In several ways, India is similar to Bangladesh — the delivery system is similar, majority of the population is dependent on the public health system, and the staff and practitioners prefer a system in their local context. Bangladesh’s model may be of relevance and provide useful insight for adaptation in India. While the scale of an integrated health information system for 1.3 billion people (Bangladesh’ population is less than that of Uttar Pradesh) is a challenge in itself, it is amplified by health being a state subject in our country.

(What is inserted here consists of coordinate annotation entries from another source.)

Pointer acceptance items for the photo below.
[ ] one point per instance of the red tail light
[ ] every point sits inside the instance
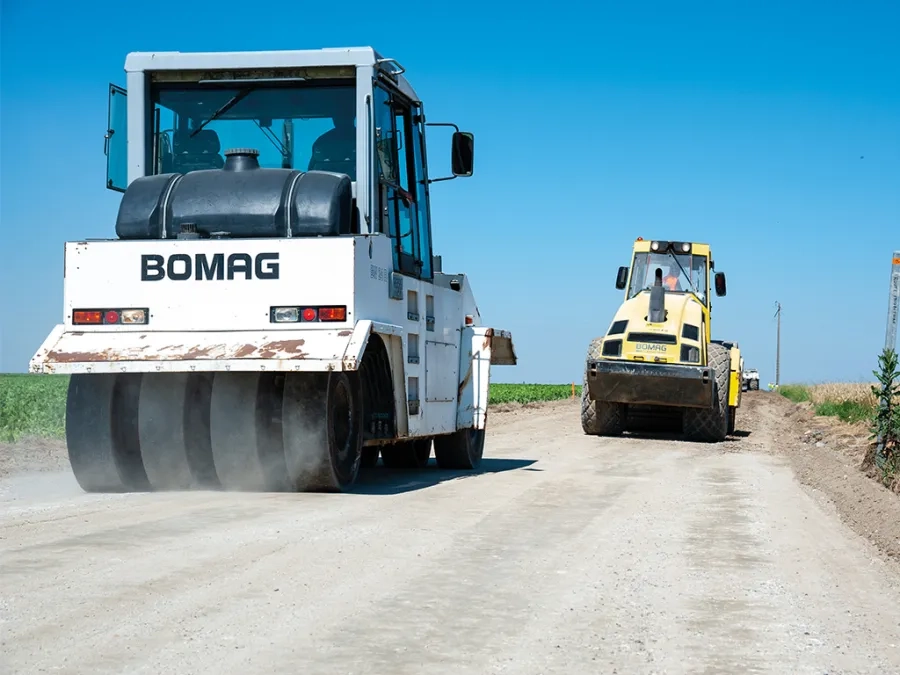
(87, 317)
(300, 314)
(108, 317)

To establish a federated yet integrated ecosystem, India may consider a hub-and-spoke model — each state having its own HIE interconnected to the national HIE. This way, the patient’s information can be accessed from wherever, whenever needed. Aadhaar can be leveraged for identification and patient consent to information sharing.

Such a journey will be tough and ongoing, and India appears to be on its path. The 2015 draft National Health Policy has raised hopes of many as it alludes to ensuring health as a fundamental right. A digital health strategy — coming together of policy and regulations, technologies and standards and of economics and of operation — will help strengthen this ambitious mission.

While introducing technology, special care needs to taken to ensure patient confidentiality and safety. Devising standards (EHR, interoperability, etc.) or defining guidelines for data protection are not enough; India must outline clear regulations, compliance and build means of monitoring and evaluation and accountability. For instance, in Bangladesh, doctors sign in and out using biometric fingerprint scanners at the points of care, which is then uploaded to the Ministry of Health.

Healthcare should work best for those who need it most. To protect that, we need to ensure that digital India does not widen the digital divide and make technology in healthcare unreachable for the poor! There is a long and arduous journey ahead, and policy makers, care providers, legal experts, technologists in public and private need to work together towards making health care equitable.